O álcool é uma das drogas mais consumidas em todo o mundo e é, em Portugal, uma das principais causas de anos de vida saudável perdidos e de mortalidade evitável. Apesar disso, o álcool está presente de forma permanente em praticamente todas as manifestações da nossa sociedade, sendo extensamente promovido, de forma direta e indireta, pelos diferentes governos, municípios, instituições públicas, organizações desportivas e por uma miríade de entidades a quem competia uma maior reflexão acerca das consequências desta presença pervasiva do álcool em quase tudo.
Vem isto a propósito de uma iniciativa que o Instituto dos Vinhos do Douro e do Porto (IVDP) e a Direção Geral dos Estabelecimentos Escolares apresentaram recentemente e que foi agraciada - ainda antes de acontecer e de ser minimamente avaliada - com o Prémio Nacional de Bioética atribuído pela Associação Portuguesa de Bioética na Faculdade de Medicina da Universidade do Porto.
O tema gerou compreensível perplexidade junto da Associação Nacional de Médicos de Saúde Pública (ANMSP) que, através de uma carta aberta assinada pelo seu presidente, Gustavo Tato Borges, questiona a pertinência do prémio atribuído numa Faculdade de Medicina, alerta para os conflitos de interesses e convoca para uma reflexão acerca dos riscos de um programa que pretende comunicar o vinho a adolescentes como “um produto cultural, com história”.
A acreditar no comunicado conjunto dos Ministérios da Educação e da Agricultura, o programa centra-se no valor económico e cultural do vinho, não contando com a colaboração da Saúde Pública, que tem responsabilidades nos programas de Saúde Escolar. A ANMSP escreve mesmo que “é incompreensível que o Ministério da Educação autorize a indústria do álcool a promover uma iniciativa junto dos mais jovens, quando tantas vezes negam a contribuição de instituições independentes e idóneas para a implementação de programas que efetivamente sejam de proteção e promoção da saúde da comunidade escolar.”

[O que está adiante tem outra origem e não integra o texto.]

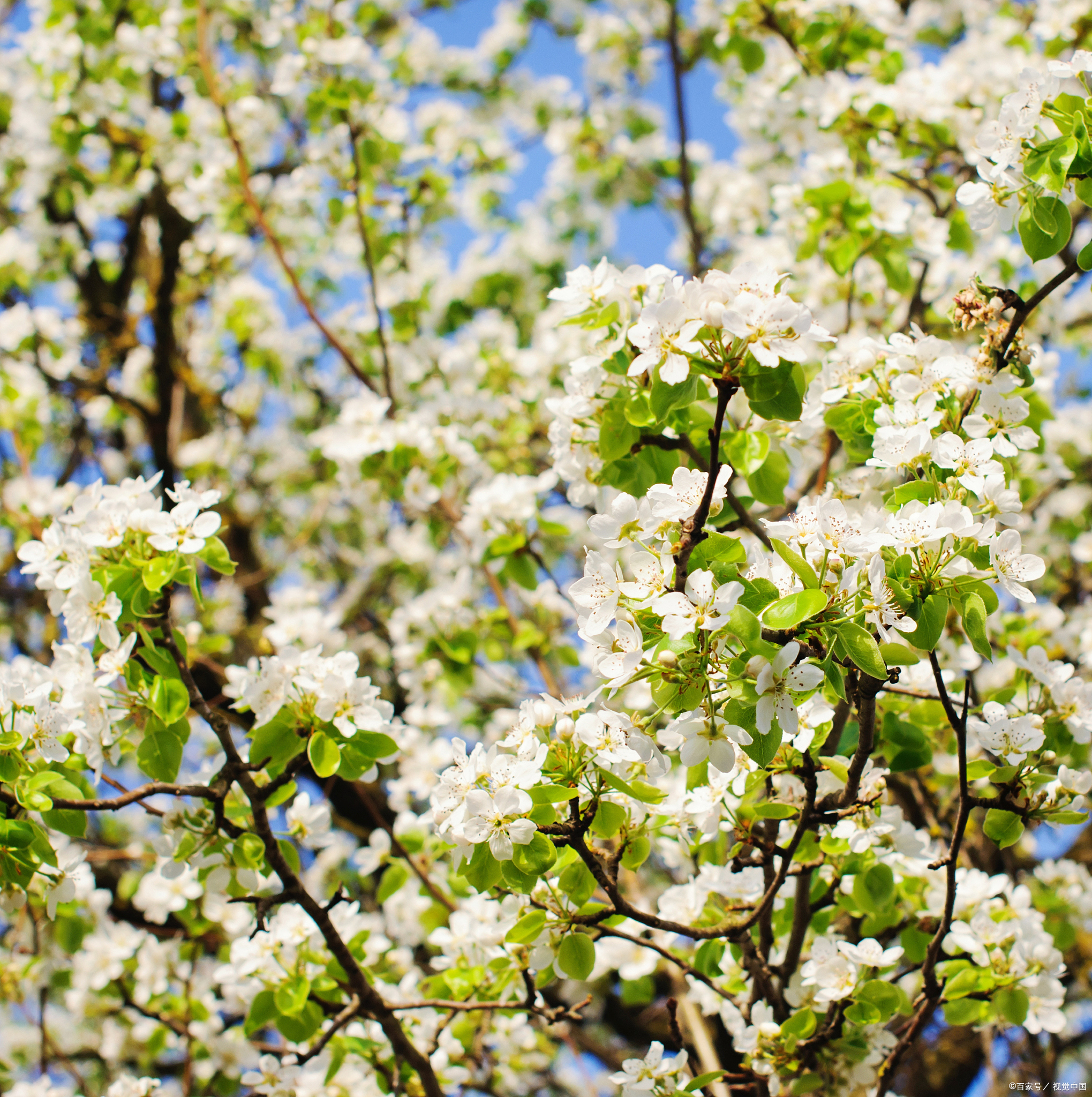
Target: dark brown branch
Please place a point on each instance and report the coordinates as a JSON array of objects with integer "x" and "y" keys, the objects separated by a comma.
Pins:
[
  {"x": 686, "y": 180},
  {"x": 370, "y": 264},
  {"x": 693, "y": 528},
  {"x": 339, "y": 1023},
  {"x": 1026, "y": 310}
]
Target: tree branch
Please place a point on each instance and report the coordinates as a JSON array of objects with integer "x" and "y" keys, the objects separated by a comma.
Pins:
[
  {"x": 256, "y": 209},
  {"x": 696, "y": 241}
]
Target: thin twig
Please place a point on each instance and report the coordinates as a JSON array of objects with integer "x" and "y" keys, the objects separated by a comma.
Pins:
[
  {"x": 254, "y": 207},
  {"x": 686, "y": 181}
]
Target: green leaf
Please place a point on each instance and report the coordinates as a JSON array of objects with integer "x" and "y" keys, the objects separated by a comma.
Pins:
[
  {"x": 978, "y": 768},
  {"x": 578, "y": 883},
  {"x": 807, "y": 1083},
  {"x": 397, "y": 875},
  {"x": 922, "y": 491},
  {"x": 553, "y": 793},
  {"x": 1045, "y": 227},
  {"x": 898, "y": 655},
  {"x": 73, "y": 823},
  {"x": 169, "y": 699},
  {"x": 746, "y": 451},
  {"x": 885, "y": 996},
  {"x": 616, "y": 436},
  {"x": 874, "y": 889},
  {"x": 965, "y": 1012},
  {"x": 745, "y": 625},
  {"x": 863, "y": 1013},
  {"x": 528, "y": 928},
  {"x": 774, "y": 811},
  {"x": 768, "y": 484},
  {"x": 800, "y": 566},
  {"x": 158, "y": 572},
  {"x": 1005, "y": 829},
  {"x": 292, "y": 996},
  {"x": 639, "y": 790},
  {"x": 963, "y": 983},
  {"x": 577, "y": 956},
  {"x": 160, "y": 756},
  {"x": 1067, "y": 818},
  {"x": 302, "y": 1027},
  {"x": 636, "y": 854},
  {"x": 323, "y": 754},
  {"x": 375, "y": 744},
  {"x": 609, "y": 818},
  {"x": 216, "y": 557},
  {"x": 538, "y": 857},
  {"x": 801, "y": 1025},
  {"x": 974, "y": 623},
  {"x": 707, "y": 958},
  {"x": 276, "y": 741},
  {"x": 1011, "y": 1003},
  {"x": 789, "y": 611},
  {"x": 863, "y": 650},
  {"x": 931, "y": 618},
  {"x": 702, "y": 1081},
  {"x": 261, "y": 1014},
  {"x": 484, "y": 869}
]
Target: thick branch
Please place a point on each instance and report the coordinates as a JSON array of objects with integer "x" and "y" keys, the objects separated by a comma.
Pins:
[
  {"x": 1026, "y": 310},
  {"x": 693, "y": 529}
]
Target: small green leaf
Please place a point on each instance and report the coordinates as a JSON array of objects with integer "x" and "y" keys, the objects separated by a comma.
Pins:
[
  {"x": 974, "y": 623},
  {"x": 484, "y": 870},
  {"x": 169, "y": 699},
  {"x": 1011, "y": 1003},
  {"x": 323, "y": 754},
  {"x": 874, "y": 889},
  {"x": 800, "y": 566},
  {"x": 768, "y": 484},
  {"x": 863, "y": 650},
  {"x": 1005, "y": 829},
  {"x": 965, "y": 1012},
  {"x": 160, "y": 756},
  {"x": 931, "y": 618},
  {"x": 702, "y": 1081},
  {"x": 1045, "y": 227},
  {"x": 158, "y": 572},
  {"x": 292, "y": 996},
  {"x": 536, "y": 858},
  {"x": 375, "y": 744},
  {"x": 636, "y": 854},
  {"x": 789, "y": 611},
  {"x": 747, "y": 450},
  {"x": 609, "y": 818},
  {"x": 553, "y": 793},
  {"x": 261, "y": 1014},
  {"x": 801, "y": 1025},
  {"x": 577, "y": 956},
  {"x": 216, "y": 557},
  {"x": 774, "y": 811},
  {"x": 898, "y": 655},
  {"x": 528, "y": 928}
]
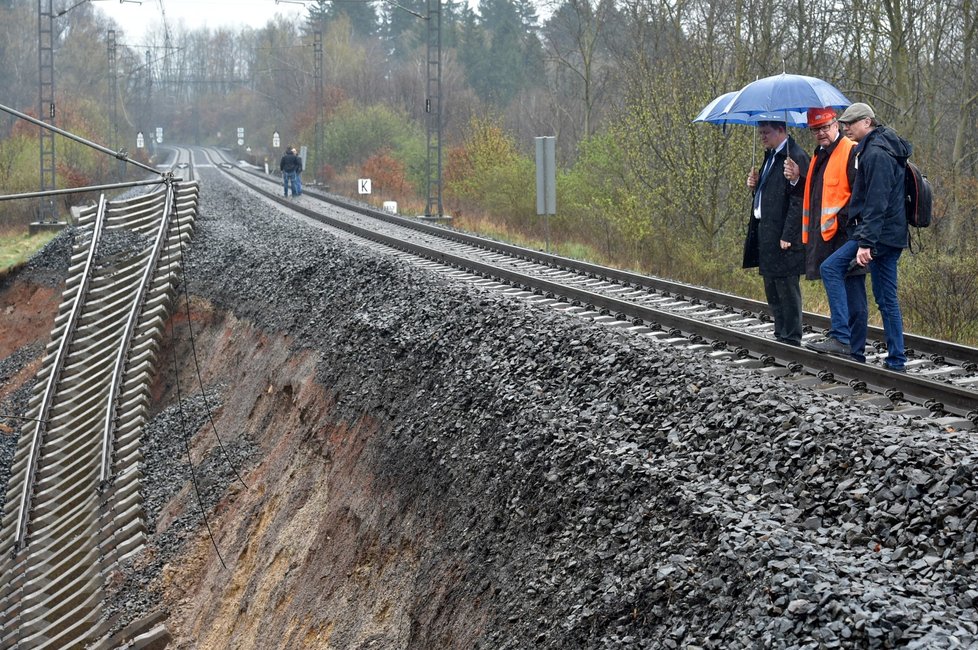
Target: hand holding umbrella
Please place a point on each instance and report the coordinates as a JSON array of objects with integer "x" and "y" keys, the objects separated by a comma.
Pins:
[{"x": 791, "y": 170}]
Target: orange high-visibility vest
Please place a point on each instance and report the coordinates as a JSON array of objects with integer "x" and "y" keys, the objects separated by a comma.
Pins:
[{"x": 835, "y": 191}]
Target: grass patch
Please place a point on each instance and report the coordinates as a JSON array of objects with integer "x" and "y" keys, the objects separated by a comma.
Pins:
[{"x": 17, "y": 248}]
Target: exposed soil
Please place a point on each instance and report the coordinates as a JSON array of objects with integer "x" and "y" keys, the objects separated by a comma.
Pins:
[{"x": 430, "y": 465}]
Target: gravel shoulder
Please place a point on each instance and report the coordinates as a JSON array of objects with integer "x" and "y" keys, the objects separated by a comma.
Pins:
[{"x": 432, "y": 465}]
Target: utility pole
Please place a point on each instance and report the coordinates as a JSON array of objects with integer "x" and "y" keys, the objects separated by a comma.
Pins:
[
  {"x": 114, "y": 99},
  {"x": 433, "y": 109},
  {"x": 45, "y": 106}
]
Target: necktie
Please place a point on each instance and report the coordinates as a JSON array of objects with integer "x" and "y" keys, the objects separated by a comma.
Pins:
[{"x": 760, "y": 182}]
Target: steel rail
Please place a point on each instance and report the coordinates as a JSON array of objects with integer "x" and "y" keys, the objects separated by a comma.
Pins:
[
  {"x": 914, "y": 342},
  {"x": 936, "y": 395},
  {"x": 49, "y": 390},
  {"x": 131, "y": 321}
]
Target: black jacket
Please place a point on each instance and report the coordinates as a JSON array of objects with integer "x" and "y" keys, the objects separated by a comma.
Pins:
[
  {"x": 780, "y": 219},
  {"x": 290, "y": 163},
  {"x": 877, "y": 208}
]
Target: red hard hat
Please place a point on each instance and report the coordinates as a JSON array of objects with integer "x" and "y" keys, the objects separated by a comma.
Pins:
[{"x": 820, "y": 116}]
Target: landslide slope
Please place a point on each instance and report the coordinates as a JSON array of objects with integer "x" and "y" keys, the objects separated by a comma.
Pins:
[{"x": 410, "y": 462}]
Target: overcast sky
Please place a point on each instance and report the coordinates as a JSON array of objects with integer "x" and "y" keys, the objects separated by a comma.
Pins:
[{"x": 135, "y": 19}]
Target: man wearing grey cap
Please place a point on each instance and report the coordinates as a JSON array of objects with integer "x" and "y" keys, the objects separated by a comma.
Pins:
[{"x": 878, "y": 233}]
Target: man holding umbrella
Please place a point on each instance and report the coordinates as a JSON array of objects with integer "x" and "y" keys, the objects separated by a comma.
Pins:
[
  {"x": 773, "y": 243},
  {"x": 824, "y": 221}
]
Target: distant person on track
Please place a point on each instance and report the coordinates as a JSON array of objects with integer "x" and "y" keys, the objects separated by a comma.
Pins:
[
  {"x": 291, "y": 167},
  {"x": 825, "y": 212},
  {"x": 878, "y": 232},
  {"x": 773, "y": 243}
]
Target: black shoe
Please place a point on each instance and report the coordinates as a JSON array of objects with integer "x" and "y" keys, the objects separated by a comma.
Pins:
[{"x": 830, "y": 346}]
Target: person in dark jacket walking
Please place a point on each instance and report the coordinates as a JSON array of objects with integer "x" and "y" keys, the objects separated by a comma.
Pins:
[
  {"x": 773, "y": 243},
  {"x": 878, "y": 232},
  {"x": 825, "y": 210},
  {"x": 291, "y": 167}
]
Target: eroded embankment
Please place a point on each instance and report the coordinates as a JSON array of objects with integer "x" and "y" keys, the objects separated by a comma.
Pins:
[{"x": 431, "y": 465}]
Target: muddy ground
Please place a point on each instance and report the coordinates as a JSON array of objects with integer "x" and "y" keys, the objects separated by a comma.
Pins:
[{"x": 410, "y": 462}]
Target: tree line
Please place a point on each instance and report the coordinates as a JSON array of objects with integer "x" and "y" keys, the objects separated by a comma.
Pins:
[{"x": 616, "y": 81}]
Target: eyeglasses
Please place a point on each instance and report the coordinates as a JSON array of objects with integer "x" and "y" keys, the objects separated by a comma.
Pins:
[{"x": 822, "y": 129}]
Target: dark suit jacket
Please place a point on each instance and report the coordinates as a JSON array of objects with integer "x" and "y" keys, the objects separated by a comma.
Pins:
[{"x": 780, "y": 219}]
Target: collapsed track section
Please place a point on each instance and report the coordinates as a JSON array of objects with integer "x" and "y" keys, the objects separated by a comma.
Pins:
[
  {"x": 942, "y": 376},
  {"x": 72, "y": 509}
]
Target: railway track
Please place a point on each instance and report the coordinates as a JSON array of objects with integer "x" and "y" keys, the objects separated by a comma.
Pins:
[
  {"x": 942, "y": 377},
  {"x": 73, "y": 509}
]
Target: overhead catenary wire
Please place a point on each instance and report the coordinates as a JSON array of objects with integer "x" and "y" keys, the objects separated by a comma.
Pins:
[
  {"x": 186, "y": 439},
  {"x": 200, "y": 379},
  {"x": 122, "y": 154}
]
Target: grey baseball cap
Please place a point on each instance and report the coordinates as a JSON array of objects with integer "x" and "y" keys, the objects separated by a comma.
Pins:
[{"x": 856, "y": 112}]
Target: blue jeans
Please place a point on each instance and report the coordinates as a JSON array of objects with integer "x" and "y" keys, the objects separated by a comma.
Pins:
[
  {"x": 883, "y": 271},
  {"x": 291, "y": 179},
  {"x": 858, "y": 315},
  {"x": 848, "y": 304}
]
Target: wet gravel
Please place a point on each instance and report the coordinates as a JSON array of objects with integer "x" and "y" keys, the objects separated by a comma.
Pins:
[
  {"x": 611, "y": 491},
  {"x": 604, "y": 490}
]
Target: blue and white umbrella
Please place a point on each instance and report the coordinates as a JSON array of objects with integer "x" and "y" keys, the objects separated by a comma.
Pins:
[
  {"x": 715, "y": 113},
  {"x": 785, "y": 92}
]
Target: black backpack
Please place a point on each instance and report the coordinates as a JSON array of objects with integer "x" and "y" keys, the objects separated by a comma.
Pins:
[{"x": 920, "y": 196}]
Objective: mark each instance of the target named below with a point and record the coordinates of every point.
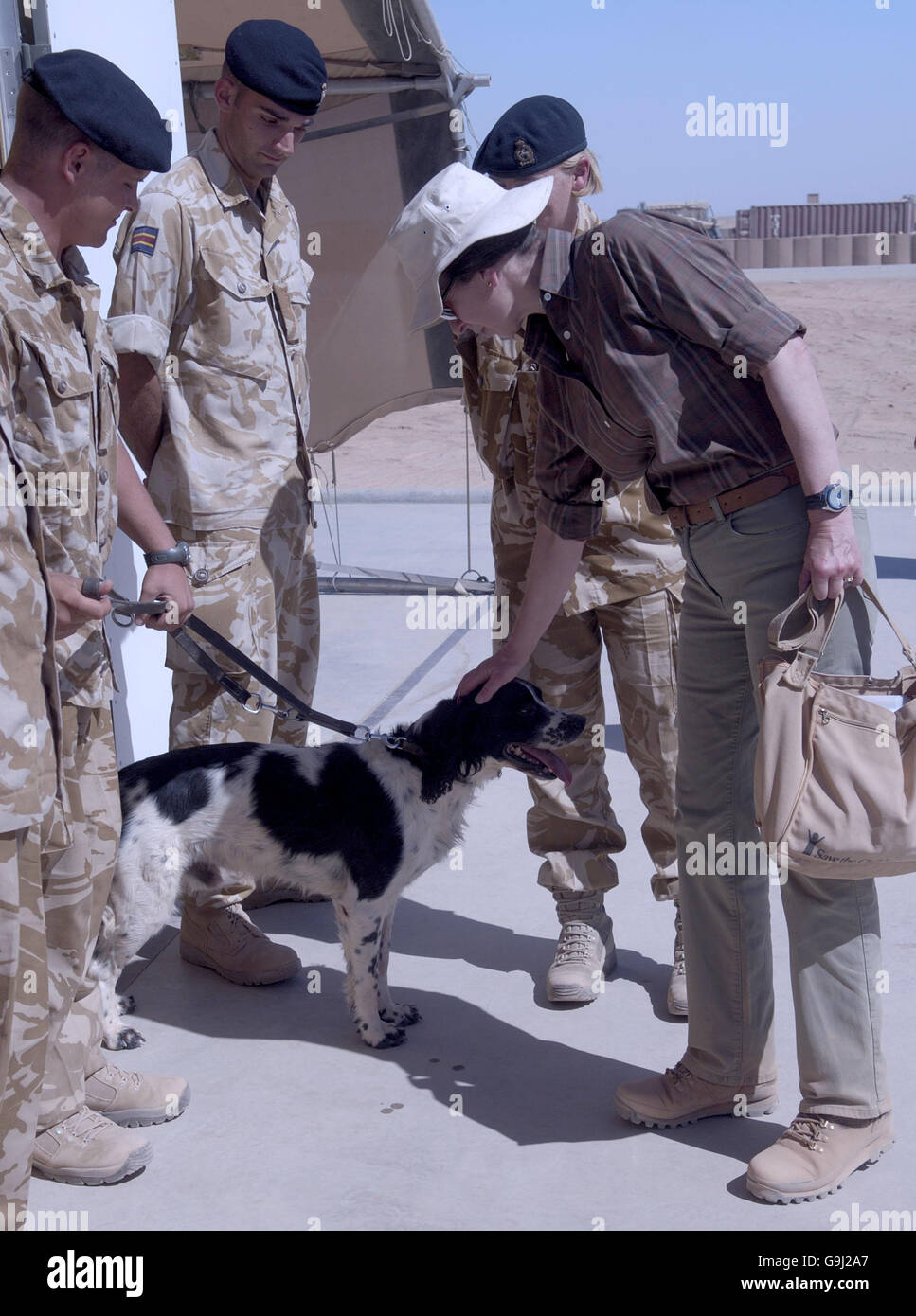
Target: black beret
(531, 135)
(99, 98)
(279, 61)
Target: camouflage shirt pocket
(233, 327)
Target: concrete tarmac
(496, 1113)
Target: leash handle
(125, 610)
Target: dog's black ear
(449, 741)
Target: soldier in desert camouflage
(84, 138)
(625, 597)
(208, 319)
(29, 789)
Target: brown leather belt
(732, 500)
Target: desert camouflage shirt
(60, 366)
(635, 552)
(212, 291)
(29, 711)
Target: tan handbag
(835, 780)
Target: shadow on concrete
(443, 934)
(896, 569)
(527, 1089)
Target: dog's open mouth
(541, 762)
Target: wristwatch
(181, 556)
(832, 498)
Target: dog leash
(125, 610)
(124, 613)
(254, 702)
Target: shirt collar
(224, 176)
(30, 249)
(556, 265)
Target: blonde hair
(595, 183)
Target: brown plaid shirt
(649, 353)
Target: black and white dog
(354, 823)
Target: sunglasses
(446, 311)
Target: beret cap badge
(524, 152)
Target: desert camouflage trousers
(75, 878)
(574, 827)
(23, 1008)
(260, 591)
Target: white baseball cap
(449, 215)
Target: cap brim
(508, 212)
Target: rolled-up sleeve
(689, 283)
(570, 485)
(153, 279)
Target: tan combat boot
(134, 1099)
(88, 1149)
(676, 1001)
(676, 1096)
(585, 951)
(226, 941)
(815, 1154)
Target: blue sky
(845, 68)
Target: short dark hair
(484, 253)
(41, 127)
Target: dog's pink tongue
(550, 761)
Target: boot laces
(577, 941)
(678, 1074)
(241, 928)
(679, 961)
(810, 1130)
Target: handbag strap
(820, 621)
(817, 623)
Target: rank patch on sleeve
(144, 240)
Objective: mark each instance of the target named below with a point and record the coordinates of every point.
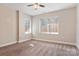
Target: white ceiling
(48, 7)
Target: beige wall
(7, 25)
(67, 26)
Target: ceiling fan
(36, 5)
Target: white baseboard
(55, 41)
(6, 44)
(23, 40)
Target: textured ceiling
(48, 7)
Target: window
(27, 24)
(49, 25)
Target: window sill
(27, 32)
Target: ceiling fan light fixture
(36, 5)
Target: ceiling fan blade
(29, 5)
(41, 5)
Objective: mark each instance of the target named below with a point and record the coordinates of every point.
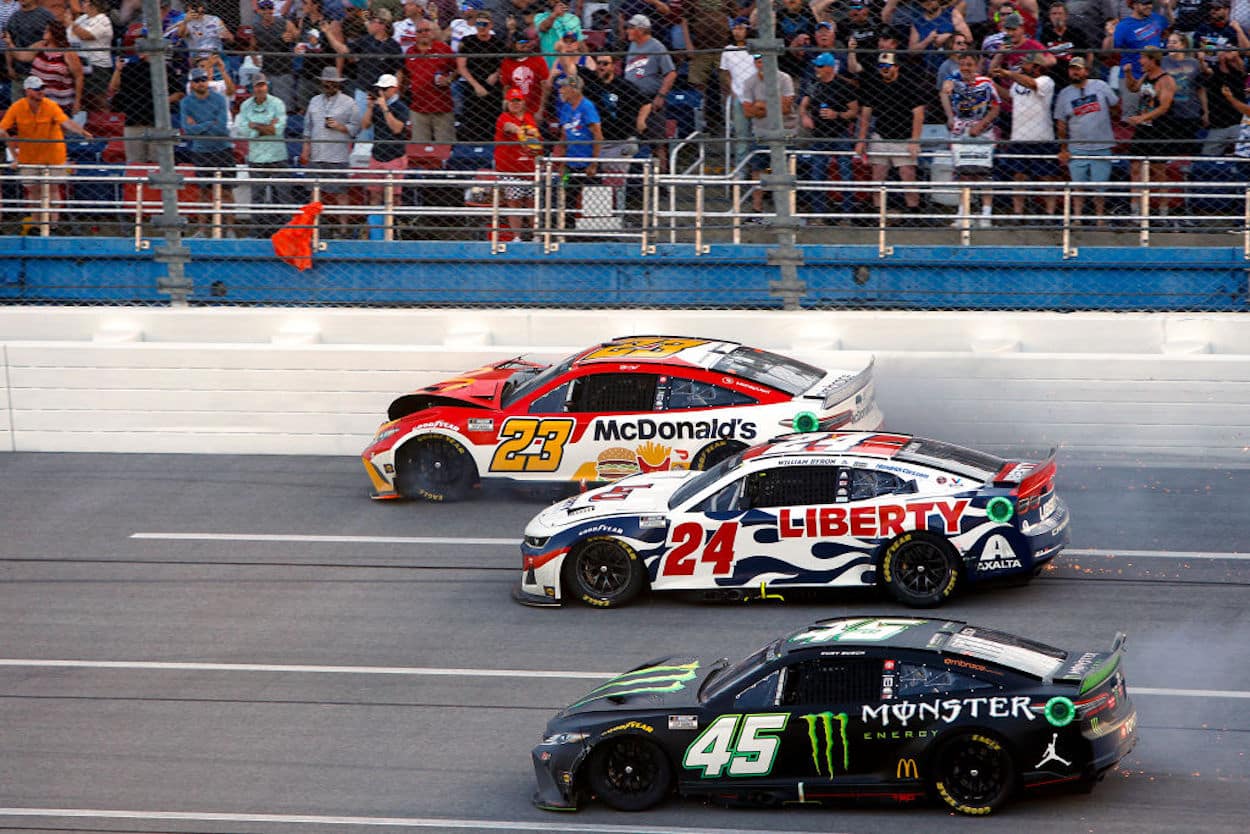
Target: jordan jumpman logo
(1051, 754)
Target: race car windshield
(733, 675)
(526, 380)
(784, 374)
(703, 479)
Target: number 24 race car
(629, 405)
(805, 510)
(848, 708)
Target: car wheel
(604, 573)
(974, 774)
(435, 468)
(629, 774)
(714, 453)
(920, 569)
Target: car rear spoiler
(1028, 478)
(1103, 667)
(845, 388)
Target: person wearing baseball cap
(518, 143)
(553, 25)
(391, 123)
(39, 125)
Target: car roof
(689, 351)
(903, 448)
(843, 632)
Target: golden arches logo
(906, 769)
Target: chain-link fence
(691, 124)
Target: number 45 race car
(806, 510)
(629, 405)
(848, 708)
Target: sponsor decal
(970, 665)
(996, 555)
(883, 520)
(629, 725)
(820, 734)
(898, 735)
(1051, 754)
(949, 710)
(658, 680)
(869, 629)
(618, 493)
(616, 430)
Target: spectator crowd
(1001, 90)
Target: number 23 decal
(688, 538)
(531, 444)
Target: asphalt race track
(241, 649)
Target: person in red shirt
(526, 71)
(431, 68)
(516, 144)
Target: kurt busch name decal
(628, 430)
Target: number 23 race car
(629, 405)
(848, 708)
(806, 510)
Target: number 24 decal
(744, 743)
(515, 452)
(686, 538)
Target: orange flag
(293, 243)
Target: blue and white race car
(918, 517)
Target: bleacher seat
(430, 158)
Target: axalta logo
(869, 522)
(949, 710)
(733, 429)
(820, 734)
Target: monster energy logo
(825, 720)
(653, 679)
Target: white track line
(378, 822)
(433, 672)
(415, 672)
(410, 539)
(315, 539)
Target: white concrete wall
(318, 381)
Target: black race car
(846, 708)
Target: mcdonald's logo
(906, 769)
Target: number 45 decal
(743, 743)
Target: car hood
(646, 493)
(670, 682)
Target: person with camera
(390, 120)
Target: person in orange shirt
(40, 140)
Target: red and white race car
(629, 405)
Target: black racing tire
(435, 468)
(604, 573)
(629, 773)
(714, 453)
(920, 569)
(974, 773)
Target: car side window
(831, 680)
(724, 500)
(554, 401)
(918, 679)
(694, 394)
(614, 393)
(763, 694)
(793, 485)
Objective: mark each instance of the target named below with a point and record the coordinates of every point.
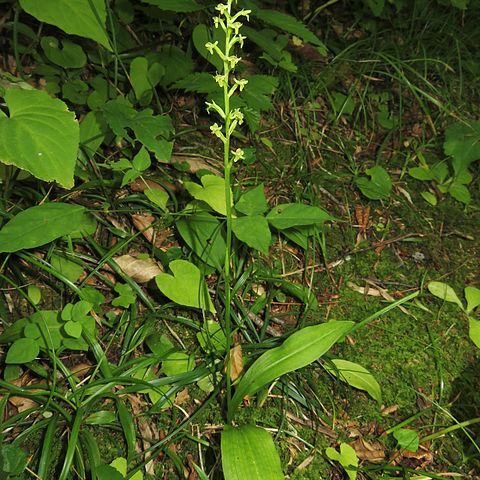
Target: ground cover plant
(240, 240)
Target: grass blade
(249, 452)
(300, 349)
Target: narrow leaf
(299, 350)
(248, 452)
(356, 376)
(444, 292)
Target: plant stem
(227, 172)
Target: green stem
(228, 200)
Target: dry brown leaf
(142, 222)
(373, 292)
(22, 403)
(142, 271)
(236, 362)
(196, 163)
(371, 451)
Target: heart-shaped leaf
(186, 286)
(474, 330)
(23, 350)
(444, 292)
(378, 187)
(40, 136)
(254, 231)
(253, 202)
(356, 376)
(39, 225)
(85, 18)
(212, 192)
(74, 329)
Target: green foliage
(347, 458)
(378, 187)
(86, 18)
(407, 439)
(356, 376)
(249, 452)
(49, 136)
(42, 224)
(299, 350)
(186, 286)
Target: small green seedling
(347, 458)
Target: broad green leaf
(40, 225)
(34, 294)
(248, 452)
(212, 192)
(92, 133)
(176, 5)
(444, 292)
(101, 417)
(69, 55)
(378, 187)
(13, 460)
(40, 136)
(472, 295)
(177, 363)
(462, 142)
(212, 338)
(141, 161)
(474, 330)
(460, 192)
(347, 458)
(85, 18)
(186, 286)
(407, 439)
(356, 376)
(106, 472)
(253, 202)
(299, 350)
(23, 350)
(254, 231)
(421, 173)
(291, 25)
(202, 232)
(296, 214)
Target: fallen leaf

Independentemente das intenções - que naturalmente não discutimos - há em todo este processo várias questões que importa clarificar antes do arranque da iniciativa. Desde logo, qual a evidência científica que suporta este tipo de intervenção para promoção da literacia em saúde? Quais os riscos e benefícios potenciais do programa? Estão estudados? Existe evidência de eficácia? De que forma deve o vinho ser apresentado em contexto escolar a crianças e adolescentes? Como vai ser promovida a dieta mediterrânea? Qual a evidência que suporta a inclusão do vinho na referida dieta? Tendo sido distinguido com um prémio de Bioética ainda antes de acontecer, certamente que todos estes aspetos foram acautelados e analisados pela Associação Portuguesa de Bioética sendo por isso premente a sua divulgação pública.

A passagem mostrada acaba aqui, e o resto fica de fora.